We were not met with crying babies and weeping mothers, we were not met with crowds of people on the roads marching in search of water and food security. We were met with small huts and bare dirt. We were met by men who fought for the losing side and have been brushed aside as a result. We were met by families who simply wake up, go to work, and hopefully earn or harvest enough to eat. There is no crying out for help, no dramatic uprising and certainly no weeping. It is just life, and it is lived accordingly.

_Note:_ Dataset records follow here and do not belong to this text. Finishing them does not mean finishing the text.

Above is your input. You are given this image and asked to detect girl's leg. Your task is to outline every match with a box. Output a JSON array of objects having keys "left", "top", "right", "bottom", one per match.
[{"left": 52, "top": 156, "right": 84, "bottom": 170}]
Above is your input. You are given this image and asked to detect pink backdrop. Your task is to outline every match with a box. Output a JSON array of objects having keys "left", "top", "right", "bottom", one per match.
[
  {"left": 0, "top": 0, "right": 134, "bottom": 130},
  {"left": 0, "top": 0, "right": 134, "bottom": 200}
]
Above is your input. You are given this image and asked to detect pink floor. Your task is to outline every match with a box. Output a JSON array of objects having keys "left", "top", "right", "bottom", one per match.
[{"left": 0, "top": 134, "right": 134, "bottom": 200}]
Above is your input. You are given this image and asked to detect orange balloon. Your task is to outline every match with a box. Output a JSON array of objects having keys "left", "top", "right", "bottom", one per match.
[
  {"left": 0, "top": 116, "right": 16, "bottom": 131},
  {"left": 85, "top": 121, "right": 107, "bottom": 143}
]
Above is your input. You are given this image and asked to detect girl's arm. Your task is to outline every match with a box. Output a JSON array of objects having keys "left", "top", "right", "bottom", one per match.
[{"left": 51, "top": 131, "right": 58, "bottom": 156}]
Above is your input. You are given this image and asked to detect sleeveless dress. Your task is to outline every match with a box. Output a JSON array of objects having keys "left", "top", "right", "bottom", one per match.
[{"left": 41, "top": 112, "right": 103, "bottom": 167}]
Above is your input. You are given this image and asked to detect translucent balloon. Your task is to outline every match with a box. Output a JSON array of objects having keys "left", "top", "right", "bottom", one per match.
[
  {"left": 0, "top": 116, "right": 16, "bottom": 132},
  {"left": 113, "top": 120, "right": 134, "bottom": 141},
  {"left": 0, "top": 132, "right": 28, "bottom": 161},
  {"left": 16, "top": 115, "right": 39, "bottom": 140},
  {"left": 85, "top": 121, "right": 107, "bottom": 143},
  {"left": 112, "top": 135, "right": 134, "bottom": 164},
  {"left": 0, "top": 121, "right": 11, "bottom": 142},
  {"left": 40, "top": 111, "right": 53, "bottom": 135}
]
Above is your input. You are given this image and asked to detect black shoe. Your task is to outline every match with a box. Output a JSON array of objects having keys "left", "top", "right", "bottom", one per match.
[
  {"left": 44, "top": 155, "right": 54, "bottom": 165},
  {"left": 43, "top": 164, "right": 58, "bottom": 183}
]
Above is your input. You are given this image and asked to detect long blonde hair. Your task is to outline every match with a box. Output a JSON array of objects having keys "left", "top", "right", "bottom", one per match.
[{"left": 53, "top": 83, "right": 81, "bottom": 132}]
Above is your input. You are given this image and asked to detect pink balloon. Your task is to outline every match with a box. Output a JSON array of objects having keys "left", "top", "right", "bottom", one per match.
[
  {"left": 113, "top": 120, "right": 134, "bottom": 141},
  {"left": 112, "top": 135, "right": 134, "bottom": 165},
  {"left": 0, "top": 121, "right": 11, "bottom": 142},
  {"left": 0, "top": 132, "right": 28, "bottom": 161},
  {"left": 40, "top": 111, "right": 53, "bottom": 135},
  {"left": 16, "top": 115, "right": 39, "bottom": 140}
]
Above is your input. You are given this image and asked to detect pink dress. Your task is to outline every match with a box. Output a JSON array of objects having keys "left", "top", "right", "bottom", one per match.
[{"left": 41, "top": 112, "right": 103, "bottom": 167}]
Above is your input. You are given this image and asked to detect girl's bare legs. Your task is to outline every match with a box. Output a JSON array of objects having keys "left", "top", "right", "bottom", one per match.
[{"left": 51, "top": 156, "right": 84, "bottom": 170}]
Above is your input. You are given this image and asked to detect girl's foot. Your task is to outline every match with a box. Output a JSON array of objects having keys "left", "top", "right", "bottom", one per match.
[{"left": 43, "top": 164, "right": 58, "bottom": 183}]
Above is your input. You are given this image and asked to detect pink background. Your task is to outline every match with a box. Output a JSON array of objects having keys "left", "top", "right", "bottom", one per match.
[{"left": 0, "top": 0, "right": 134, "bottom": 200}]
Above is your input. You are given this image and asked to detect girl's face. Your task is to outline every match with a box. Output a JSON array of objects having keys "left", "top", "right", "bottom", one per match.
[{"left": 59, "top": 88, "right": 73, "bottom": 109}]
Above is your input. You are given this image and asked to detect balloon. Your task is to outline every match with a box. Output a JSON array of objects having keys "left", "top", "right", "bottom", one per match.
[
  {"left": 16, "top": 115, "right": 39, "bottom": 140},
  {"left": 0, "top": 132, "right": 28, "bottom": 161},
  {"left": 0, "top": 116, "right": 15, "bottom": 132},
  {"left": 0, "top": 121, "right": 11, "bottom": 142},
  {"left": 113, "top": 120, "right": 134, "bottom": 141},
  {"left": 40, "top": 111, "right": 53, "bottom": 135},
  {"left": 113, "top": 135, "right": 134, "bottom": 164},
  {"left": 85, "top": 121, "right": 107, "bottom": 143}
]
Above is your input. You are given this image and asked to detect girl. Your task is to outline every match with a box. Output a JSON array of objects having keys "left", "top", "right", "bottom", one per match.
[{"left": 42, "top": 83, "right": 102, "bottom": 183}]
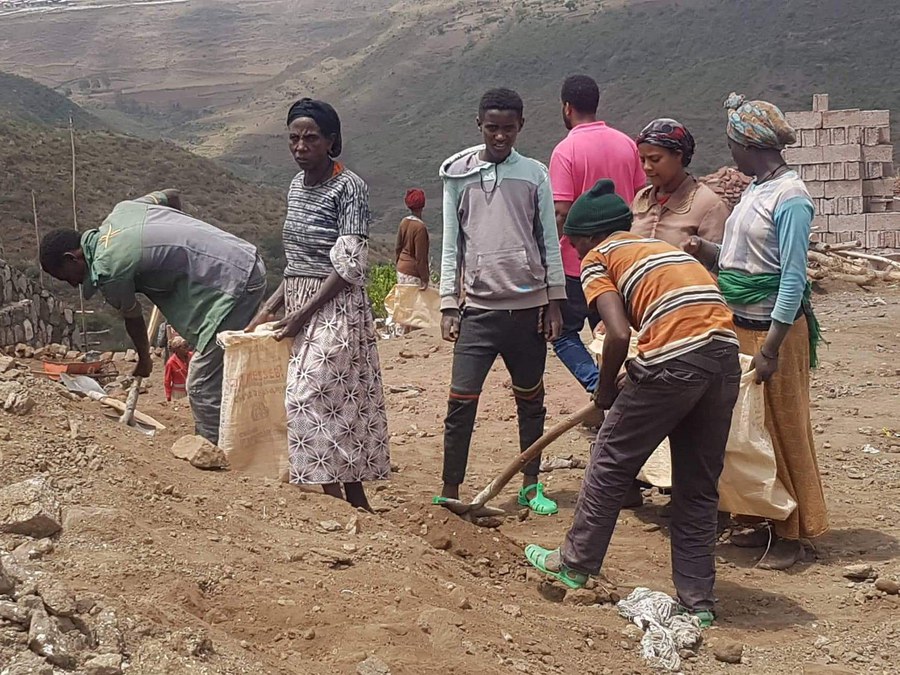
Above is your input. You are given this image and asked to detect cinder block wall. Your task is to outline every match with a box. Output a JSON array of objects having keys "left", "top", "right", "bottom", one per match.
[
  {"left": 0, "top": 260, "right": 81, "bottom": 347},
  {"left": 784, "top": 94, "right": 900, "bottom": 250}
]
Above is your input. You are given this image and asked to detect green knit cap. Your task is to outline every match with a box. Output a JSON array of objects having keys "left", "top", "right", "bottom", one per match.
[{"left": 563, "top": 178, "right": 633, "bottom": 237}]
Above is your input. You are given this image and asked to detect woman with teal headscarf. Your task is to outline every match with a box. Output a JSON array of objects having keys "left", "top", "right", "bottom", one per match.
[{"left": 684, "top": 94, "right": 828, "bottom": 570}]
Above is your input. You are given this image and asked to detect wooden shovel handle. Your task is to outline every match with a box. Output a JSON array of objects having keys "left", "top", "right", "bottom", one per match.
[{"left": 472, "top": 401, "right": 597, "bottom": 508}]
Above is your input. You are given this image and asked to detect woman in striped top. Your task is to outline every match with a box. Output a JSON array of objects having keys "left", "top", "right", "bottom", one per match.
[
  {"left": 248, "top": 98, "right": 391, "bottom": 509},
  {"left": 525, "top": 180, "right": 741, "bottom": 625},
  {"left": 685, "top": 94, "right": 828, "bottom": 570}
]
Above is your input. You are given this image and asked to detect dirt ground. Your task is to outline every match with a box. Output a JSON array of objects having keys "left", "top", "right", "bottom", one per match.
[{"left": 0, "top": 286, "right": 900, "bottom": 675}]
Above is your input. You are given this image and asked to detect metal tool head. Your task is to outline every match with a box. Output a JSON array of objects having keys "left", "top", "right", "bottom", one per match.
[{"left": 431, "top": 497, "right": 506, "bottom": 521}]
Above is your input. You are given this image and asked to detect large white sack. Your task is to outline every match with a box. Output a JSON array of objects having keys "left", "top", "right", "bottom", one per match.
[{"left": 217, "top": 324, "right": 293, "bottom": 480}]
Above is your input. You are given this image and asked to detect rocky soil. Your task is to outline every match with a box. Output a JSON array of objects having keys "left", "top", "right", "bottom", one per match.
[{"left": 0, "top": 286, "right": 900, "bottom": 675}]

Kong Chaeap, 46, lives on a 44m x 84m block of land in Taulparsat Commune, Anlong Veng. He was a farmer who fought with the Khmer Rouge until he lost his right leg, right eye and several fingers when he stepped on a landmine while fighting the Vietnamese in 1988. It’s hard to imagine travelling for half a day to reach medical help when a large portion of your body has just been partially exploded, yet his story is not unique. Kong Chaeap and his family then lived in refugee camps until they were repatriated to what was then the Khmer Rouge-controlled Anlong Veng in 1993.

 

When asked why he remains in Anlong Veng where his family is barely surviving, his response is matter-of-fact and quiet.
“A lot of injured people move to villages where it’s easier to make a living, but I have no land there and cannot sell this with nowhere to go to,” he said via Reth’s translation.

Kong Chaeap and his wife Choem, 46, are eagerly awaiting installation of a toilet by JRS. Though a seemingly modest luxury, Reth knows first hand how difficult a simple toilet trip can be for an amputee when the only bathroom facility is the ground. He talks enthusiastically with Kong Chaeap and John Rodsted, an old friend and renowned photographer, about plans for the toilet building and construction time frame.

Having been involved in the area for years, John is privy to far greater insight to the situation as a whole than the accompanying students.
“Remember, a majority of the Khmer Rouge were not homicidal maniacs, they were farmers. They were uneducated peasantry who’d been vacuumed up into one faction or another,” he explained.

Hence the banal overtone of each community visited; no homicidal maniacs here sorry, just ordinary people trying to survive in a country that wants to bury the very memory of them.